Author states that The divisors on $X$ form a group under pointwise addition.
I'm having difficulty in verifying that divisors form a group under pointwise addition. I tried to check the above fact by taking $X = \mathbb{C}$ as Riemann Surface. Let $f, g$ be two divisors on $X$ with supports $\{\frac{1}{n}\}_{i=1}^\infty$ and $\{0\}$ respectively. f and g are defined as follows
$$f(x) = \begin{cases} n \text{ ,if } x = 1/n\\ 0 \text{ ,otherwise}\\
\end{cases}
$$
$$g(x) = \begin{cases} 1 \text{ , if } x = 0 \\ 0 \text{ ,otherwise}\end{cases}$$
Consider $f+g:X \rightarrow \mathbb{C}$, clearly $(f+g)(x) \ne 0 $ when $x \in \{\frac{1}{n}\}_{i=1}^\infty$ or $x = 0$, Hence support of $f+g$ has a limit. So, by definition $f+g$ is not a divisor.

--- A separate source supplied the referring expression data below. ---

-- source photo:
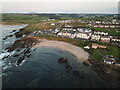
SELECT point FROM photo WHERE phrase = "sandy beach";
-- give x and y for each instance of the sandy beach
(77, 51)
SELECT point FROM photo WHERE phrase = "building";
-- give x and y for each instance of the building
(95, 46)
(95, 37)
(106, 39)
(109, 59)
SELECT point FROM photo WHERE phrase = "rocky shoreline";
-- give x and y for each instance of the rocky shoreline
(110, 73)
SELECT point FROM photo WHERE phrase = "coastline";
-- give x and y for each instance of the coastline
(77, 51)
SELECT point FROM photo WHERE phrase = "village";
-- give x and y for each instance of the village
(85, 34)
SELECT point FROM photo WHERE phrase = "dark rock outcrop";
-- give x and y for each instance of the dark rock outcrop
(63, 60)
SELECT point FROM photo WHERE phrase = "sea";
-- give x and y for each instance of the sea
(42, 69)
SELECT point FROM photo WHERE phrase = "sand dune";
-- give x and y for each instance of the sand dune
(77, 51)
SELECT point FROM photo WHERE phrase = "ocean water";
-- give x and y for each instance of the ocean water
(42, 69)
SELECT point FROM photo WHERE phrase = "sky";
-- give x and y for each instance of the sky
(60, 6)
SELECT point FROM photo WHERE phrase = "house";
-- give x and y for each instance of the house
(83, 35)
(105, 39)
(87, 47)
(52, 24)
(95, 46)
(95, 37)
(109, 59)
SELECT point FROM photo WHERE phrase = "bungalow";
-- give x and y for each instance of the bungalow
(95, 37)
(95, 46)
(83, 35)
(109, 59)
(105, 39)
(52, 24)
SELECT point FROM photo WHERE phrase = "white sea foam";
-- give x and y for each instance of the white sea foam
(6, 43)
(4, 54)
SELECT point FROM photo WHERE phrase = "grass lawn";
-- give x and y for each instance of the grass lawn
(95, 53)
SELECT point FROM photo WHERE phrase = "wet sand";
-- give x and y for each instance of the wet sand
(77, 51)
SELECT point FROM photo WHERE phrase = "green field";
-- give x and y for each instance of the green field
(95, 53)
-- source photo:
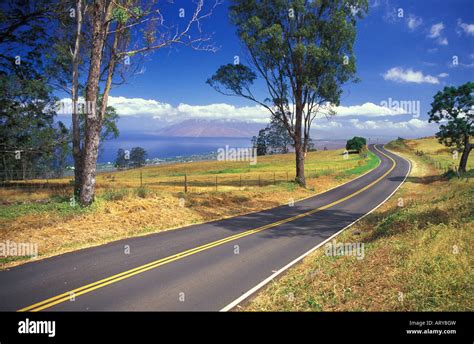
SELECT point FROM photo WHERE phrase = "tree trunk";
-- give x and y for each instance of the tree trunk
(100, 14)
(465, 156)
(299, 146)
(300, 178)
(76, 134)
(89, 162)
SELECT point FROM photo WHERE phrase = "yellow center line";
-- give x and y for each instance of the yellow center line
(50, 302)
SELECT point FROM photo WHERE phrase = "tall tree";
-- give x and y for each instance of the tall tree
(138, 156)
(454, 108)
(302, 51)
(29, 138)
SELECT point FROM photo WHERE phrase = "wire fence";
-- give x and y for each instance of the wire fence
(141, 177)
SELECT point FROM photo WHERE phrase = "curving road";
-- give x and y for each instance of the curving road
(211, 266)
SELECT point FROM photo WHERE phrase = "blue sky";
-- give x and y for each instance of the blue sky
(405, 50)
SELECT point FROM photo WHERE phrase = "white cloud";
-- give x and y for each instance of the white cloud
(468, 29)
(225, 111)
(442, 41)
(367, 109)
(153, 108)
(140, 106)
(411, 125)
(413, 22)
(401, 75)
(436, 30)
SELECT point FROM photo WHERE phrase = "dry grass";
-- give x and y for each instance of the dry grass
(201, 176)
(418, 257)
(125, 212)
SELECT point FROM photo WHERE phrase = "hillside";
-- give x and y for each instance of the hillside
(418, 250)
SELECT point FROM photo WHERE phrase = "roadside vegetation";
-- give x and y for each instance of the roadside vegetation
(418, 249)
(123, 208)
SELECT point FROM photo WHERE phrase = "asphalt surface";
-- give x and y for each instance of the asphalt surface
(208, 278)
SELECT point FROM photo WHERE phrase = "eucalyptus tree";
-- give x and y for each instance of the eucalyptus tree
(302, 52)
(454, 108)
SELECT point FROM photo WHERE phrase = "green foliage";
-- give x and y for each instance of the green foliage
(453, 105)
(138, 156)
(273, 139)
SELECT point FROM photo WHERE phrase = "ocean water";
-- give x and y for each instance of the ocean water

Is there something that I don't understand?
Best Answer
The definition of divisor in the book is wrong; I believe this is in the errata. For a map $D:X\rightarrow\mathbb{Z}$, the support should be $\overline{\{p\in X:D(p)\neq0\}}$ (the closure of what Miranda calls the support) and a divisor is such a map with discrete support. So, with this definition, your $f$ isn't a divisor and there is no issue.